Consider the binary cross-entropy loss $L = -y \log f(x) + (1-y) \log (1-f(x))$ with binary labels $y \in \{0,1\}$ and our model produces predictions $f(x)$ from the features $x$. If we $n$ observations with the same values $x$ for the features, but not all the same $y$ values, then the average loss for these $n$ samples is given by
$$
\frac{1}{n} L = -\frac{k}{n} \log f(x) - \frac{n-k}{n} \log(1 - f(x)) \\
$$
where $k$ is the sum of $y$ for these $n$ samples.

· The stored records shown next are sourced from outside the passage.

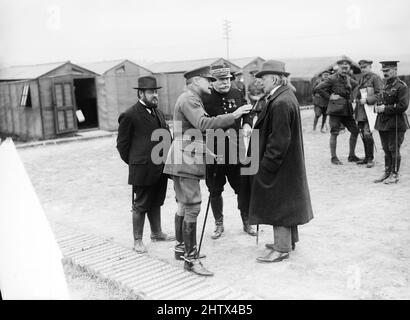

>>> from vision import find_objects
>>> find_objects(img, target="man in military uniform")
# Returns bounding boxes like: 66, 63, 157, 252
164, 67, 251, 276
117, 76, 175, 253
231, 71, 246, 100
355, 60, 383, 168
374, 61, 410, 184
313, 59, 360, 165
313, 70, 330, 133
247, 69, 264, 105
203, 64, 256, 239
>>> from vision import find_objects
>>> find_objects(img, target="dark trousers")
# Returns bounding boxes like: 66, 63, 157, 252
132, 175, 168, 240
379, 131, 406, 173
205, 164, 248, 224
357, 121, 374, 160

So for the case of having a probabilistic label $P(A) = 0.78$ and $P(\lnot A)=0.22$, the loss is given as
$$L = -0.78 \log f(x) - 0.22 \log(1 - f(x)),
$$ which matches the average loss for data arising from $78$ observations of $A$ and $22$ observations of $\lnot A$ where all 100 observations have the same feature vector $x$.
This shows that we can generalize cross-entropy loss with binary labels to a loss on probabilistic labels.
And we can reach a similar conclusion using maximum likelihood estimators: Machine Learning with Aggregated Frequency Data as Training
There is one caveat here, which is that the probabilistic labels are not identical to modeling data where $n$ trials result in $k$ successes (binomial data). This is because the probabilistic labels suppress the number of trials $n$, whereas the binomial model is weighted by the number of trials $n.$ The resulting models will differ whenever there are unequal $n$s in the data. So if we only have two distinct feature vectors $x_1$ and $x_2$ and wildly differing sample sizes, it's easy to see that the likelihoods differ by inspection.
This caveat illustrates an exposes an important nuance to the question: whether using this weighted cross-entropy model is appropriate depends on how the data were collected and how the probabilistic labels constructed.